El futuro tiempo internacional también será desafiante. Más allá de la región, se están jugando definiciones claves en torno al nuevo orden internacional formado por los actores más importantes del mundo. El asunto no solamente pasa por la rivalidad comercial e industrial entre Estados Unidos y China, sino también por estrategias de Estados claves que han decidido tomar un camino propio y de mayor apertura al mundo, sobre la base de profundizar sus vínculos bilaterales. Y en ese caso está, sin duda, el Reino Unido del primer ministro Johnson.

Nadie podrá negar la importancia histórica de la relación que nos une con Inglaterra. Nadie tampoco podrá relativizar el peso estratégico, geográfico y sobre todo de potencial económico, que tiene el archipiélago de Malvinas para Londres. Y nadie podrá ocultar que para nuestro interés nacional, en materia de desarrollo comercial, naviero, logístico y hasta de servicios turísticos, es muy positivo desarrollar nuestras relaciones con Puerto Stanley.
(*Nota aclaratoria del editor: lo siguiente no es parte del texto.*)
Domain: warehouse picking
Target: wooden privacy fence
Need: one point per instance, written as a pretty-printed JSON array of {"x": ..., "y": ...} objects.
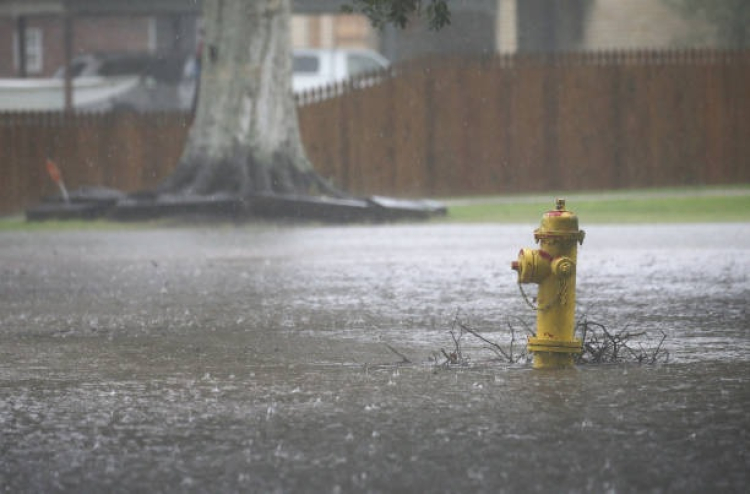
[
  {"x": 534, "y": 123},
  {"x": 449, "y": 127},
  {"x": 125, "y": 151}
]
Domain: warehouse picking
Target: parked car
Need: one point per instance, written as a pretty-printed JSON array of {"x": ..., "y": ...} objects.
[
  {"x": 320, "y": 67},
  {"x": 158, "y": 79}
]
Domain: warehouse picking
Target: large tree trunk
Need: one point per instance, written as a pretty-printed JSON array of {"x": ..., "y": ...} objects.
[{"x": 245, "y": 137}]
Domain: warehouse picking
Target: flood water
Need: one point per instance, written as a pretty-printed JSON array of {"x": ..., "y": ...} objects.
[{"x": 258, "y": 359}]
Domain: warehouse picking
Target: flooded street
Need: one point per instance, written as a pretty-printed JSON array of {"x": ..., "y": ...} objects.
[{"x": 258, "y": 359}]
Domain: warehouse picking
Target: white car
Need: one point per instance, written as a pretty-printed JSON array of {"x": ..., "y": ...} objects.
[{"x": 313, "y": 68}]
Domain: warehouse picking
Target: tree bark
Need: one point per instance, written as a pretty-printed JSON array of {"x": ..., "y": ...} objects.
[{"x": 245, "y": 138}]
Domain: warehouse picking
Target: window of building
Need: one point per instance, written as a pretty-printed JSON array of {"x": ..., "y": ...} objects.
[{"x": 34, "y": 51}]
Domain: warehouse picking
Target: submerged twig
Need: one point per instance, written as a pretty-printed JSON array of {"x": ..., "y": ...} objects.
[
  {"x": 404, "y": 358},
  {"x": 599, "y": 345}
]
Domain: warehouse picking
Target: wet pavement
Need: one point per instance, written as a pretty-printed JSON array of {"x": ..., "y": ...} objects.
[{"x": 256, "y": 359}]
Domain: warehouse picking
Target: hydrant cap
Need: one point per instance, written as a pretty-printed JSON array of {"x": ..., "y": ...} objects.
[
  {"x": 560, "y": 223},
  {"x": 560, "y": 219}
]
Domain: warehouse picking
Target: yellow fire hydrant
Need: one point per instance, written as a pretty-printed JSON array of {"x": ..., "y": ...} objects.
[{"x": 553, "y": 267}]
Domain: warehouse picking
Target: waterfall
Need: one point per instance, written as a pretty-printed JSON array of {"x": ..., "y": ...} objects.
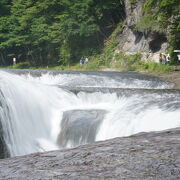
[{"x": 37, "y": 115}]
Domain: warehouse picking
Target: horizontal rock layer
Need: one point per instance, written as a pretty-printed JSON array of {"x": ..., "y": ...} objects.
[{"x": 154, "y": 155}]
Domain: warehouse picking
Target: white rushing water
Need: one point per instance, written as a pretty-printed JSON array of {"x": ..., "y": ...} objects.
[{"x": 31, "y": 109}]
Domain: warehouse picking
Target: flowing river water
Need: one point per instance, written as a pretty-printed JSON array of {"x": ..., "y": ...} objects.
[{"x": 42, "y": 111}]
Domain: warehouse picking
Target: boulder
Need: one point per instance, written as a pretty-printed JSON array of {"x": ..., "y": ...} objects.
[{"x": 153, "y": 155}]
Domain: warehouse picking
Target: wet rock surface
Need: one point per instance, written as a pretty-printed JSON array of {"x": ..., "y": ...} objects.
[
  {"x": 154, "y": 155},
  {"x": 80, "y": 126}
]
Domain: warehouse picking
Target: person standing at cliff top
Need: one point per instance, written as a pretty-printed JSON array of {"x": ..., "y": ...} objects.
[
  {"x": 168, "y": 59},
  {"x": 86, "y": 61},
  {"x": 14, "y": 61},
  {"x": 160, "y": 58},
  {"x": 82, "y": 61}
]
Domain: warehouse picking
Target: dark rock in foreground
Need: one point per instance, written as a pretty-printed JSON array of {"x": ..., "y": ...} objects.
[{"x": 151, "y": 156}]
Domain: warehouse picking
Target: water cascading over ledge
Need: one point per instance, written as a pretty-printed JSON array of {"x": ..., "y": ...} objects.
[{"x": 36, "y": 115}]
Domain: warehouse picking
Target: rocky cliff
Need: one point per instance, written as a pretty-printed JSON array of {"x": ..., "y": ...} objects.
[
  {"x": 132, "y": 40},
  {"x": 154, "y": 155}
]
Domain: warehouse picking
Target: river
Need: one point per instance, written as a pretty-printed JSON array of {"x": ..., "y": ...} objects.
[{"x": 49, "y": 110}]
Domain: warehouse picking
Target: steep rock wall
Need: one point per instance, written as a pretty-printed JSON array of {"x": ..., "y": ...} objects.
[{"x": 131, "y": 41}]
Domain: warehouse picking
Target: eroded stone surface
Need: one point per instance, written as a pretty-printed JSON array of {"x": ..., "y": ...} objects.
[{"x": 150, "y": 156}]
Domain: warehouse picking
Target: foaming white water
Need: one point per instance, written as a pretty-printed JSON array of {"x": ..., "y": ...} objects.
[
  {"x": 88, "y": 80},
  {"x": 31, "y": 112}
]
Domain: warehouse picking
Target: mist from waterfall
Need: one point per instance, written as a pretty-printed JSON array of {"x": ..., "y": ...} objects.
[{"x": 32, "y": 108}]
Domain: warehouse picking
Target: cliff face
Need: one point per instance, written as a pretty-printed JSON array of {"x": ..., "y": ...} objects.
[{"x": 131, "y": 41}]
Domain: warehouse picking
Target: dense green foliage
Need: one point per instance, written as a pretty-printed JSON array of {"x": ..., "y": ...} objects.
[
  {"x": 59, "y": 32},
  {"x": 53, "y": 31},
  {"x": 162, "y": 16}
]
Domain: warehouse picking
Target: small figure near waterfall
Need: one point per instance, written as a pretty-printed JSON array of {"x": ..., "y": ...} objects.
[
  {"x": 168, "y": 59},
  {"x": 86, "y": 61},
  {"x": 14, "y": 61},
  {"x": 82, "y": 61},
  {"x": 160, "y": 58}
]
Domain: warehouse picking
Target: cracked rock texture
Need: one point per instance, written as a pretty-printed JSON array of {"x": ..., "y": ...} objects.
[{"x": 151, "y": 156}]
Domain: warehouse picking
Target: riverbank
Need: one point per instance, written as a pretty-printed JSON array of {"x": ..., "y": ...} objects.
[{"x": 172, "y": 77}]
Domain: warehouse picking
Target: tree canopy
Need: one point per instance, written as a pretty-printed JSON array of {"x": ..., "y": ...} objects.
[{"x": 51, "y": 32}]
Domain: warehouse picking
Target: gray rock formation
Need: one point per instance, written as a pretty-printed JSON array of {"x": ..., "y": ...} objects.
[
  {"x": 150, "y": 156},
  {"x": 79, "y": 127},
  {"x": 131, "y": 41}
]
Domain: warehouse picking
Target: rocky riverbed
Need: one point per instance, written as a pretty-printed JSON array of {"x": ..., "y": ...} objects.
[
  {"x": 173, "y": 77},
  {"x": 154, "y": 155}
]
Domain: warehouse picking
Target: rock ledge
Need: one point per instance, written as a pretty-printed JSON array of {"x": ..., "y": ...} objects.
[{"x": 154, "y": 155}]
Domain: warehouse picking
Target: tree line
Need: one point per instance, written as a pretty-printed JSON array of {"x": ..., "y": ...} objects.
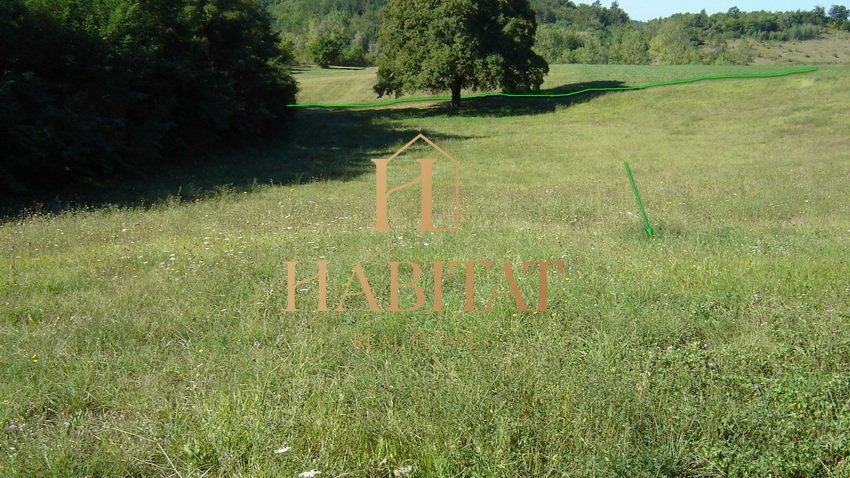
[
  {"x": 346, "y": 32},
  {"x": 94, "y": 88}
]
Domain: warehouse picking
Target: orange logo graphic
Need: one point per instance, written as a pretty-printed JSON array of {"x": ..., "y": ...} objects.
[{"x": 425, "y": 179}]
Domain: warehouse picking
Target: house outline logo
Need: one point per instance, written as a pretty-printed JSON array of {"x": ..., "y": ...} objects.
[{"x": 382, "y": 195}]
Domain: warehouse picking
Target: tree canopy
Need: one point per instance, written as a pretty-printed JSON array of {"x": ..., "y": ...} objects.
[
  {"x": 91, "y": 88},
  {"x": 439, "y": 45}
]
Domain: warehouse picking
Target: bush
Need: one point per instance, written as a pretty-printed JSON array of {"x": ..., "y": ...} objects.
[
  {"x": 90, "y": 88},
  {"x": 326, "y": 49}
]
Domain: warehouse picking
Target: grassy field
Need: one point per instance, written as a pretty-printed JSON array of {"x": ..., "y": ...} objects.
[{"x": 150, "y": 338}]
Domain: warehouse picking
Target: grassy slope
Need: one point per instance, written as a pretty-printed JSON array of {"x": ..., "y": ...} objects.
[
  {"x": 832, "y": 48},
  {"x": 153, "y": 341}
]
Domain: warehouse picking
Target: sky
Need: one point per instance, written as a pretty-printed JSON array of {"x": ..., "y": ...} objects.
[{"x": 649, "y": 9}]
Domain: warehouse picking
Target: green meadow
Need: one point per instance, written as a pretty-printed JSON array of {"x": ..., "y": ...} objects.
[{"x": 143, "y": 329}]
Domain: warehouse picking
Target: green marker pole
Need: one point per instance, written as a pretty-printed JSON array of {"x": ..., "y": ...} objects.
[{"x": 646, "y": 226}]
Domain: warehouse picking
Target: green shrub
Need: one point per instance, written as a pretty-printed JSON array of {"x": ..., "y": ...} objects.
[{"x": 326, "y": 49}]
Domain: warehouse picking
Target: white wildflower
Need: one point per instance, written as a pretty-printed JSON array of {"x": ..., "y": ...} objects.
[{"x": 405, "y": 470}]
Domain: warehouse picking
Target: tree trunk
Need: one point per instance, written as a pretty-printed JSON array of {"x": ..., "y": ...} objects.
[{"x": 456, "y": 95}]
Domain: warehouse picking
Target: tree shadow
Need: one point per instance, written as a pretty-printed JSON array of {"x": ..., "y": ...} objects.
[
  {"x": 314, "y": 146},
  {"x": 501, "y": 106},
  {"x": 520, "y": 106}
]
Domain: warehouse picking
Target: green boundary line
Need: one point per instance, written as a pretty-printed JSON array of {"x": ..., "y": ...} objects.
[
  {"x": 642, "y": 86},
  {"x": 646, "y": 227}
]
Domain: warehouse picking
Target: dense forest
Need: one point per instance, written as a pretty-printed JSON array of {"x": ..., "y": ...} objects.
[
  {"x": 345, "y": 32},
  {"x": 92, "y": 88},
  {"x": 96, "y": 88}
]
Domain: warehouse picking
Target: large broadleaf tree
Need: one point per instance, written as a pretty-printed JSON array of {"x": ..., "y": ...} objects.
[{"x": 451, "y": 45}]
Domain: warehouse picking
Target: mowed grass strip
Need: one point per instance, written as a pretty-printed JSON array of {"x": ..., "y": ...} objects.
[{"x": 153, "y": 341}]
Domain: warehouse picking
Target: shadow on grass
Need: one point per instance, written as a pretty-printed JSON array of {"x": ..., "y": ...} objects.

Allí ya hay, sin duda, motivo para profundizar nuestras relaciones bilaterales con nuevos acuerdos con Gran Bretaña.

Pero un reforzamiento del vínculo bilateral con Londres, ahora que un Reino Unido fuera de la Unión Europea apuesta a mirar con otros ojos incluso las relaciones transatlánticas, puede beneficiarnos en otras dimensiones claves y de largo plazo: en lo comercial y económico, con mayores inversiones inglesas en nuestro país; en lo cultural, con una mayor cooperación que potencie el idioma inglés en nuestras escuelas y liceos y nos vincule a la excelencia universitaria que conserva el Reino Unido; en la política de defensa, al asociarnos a un actor de primerísimo nivel mundial y cuya experiencia naval nos sería además de enorme beneficio en la defensa de nuestro enorme territorio marítimo.

En 2020 se abre un tiempo nuevo para Uruguay y para el Reino Unido. Aprovechémoslo: profundicemos nuestras relaciones bilaterales con esta gran potencia mundial.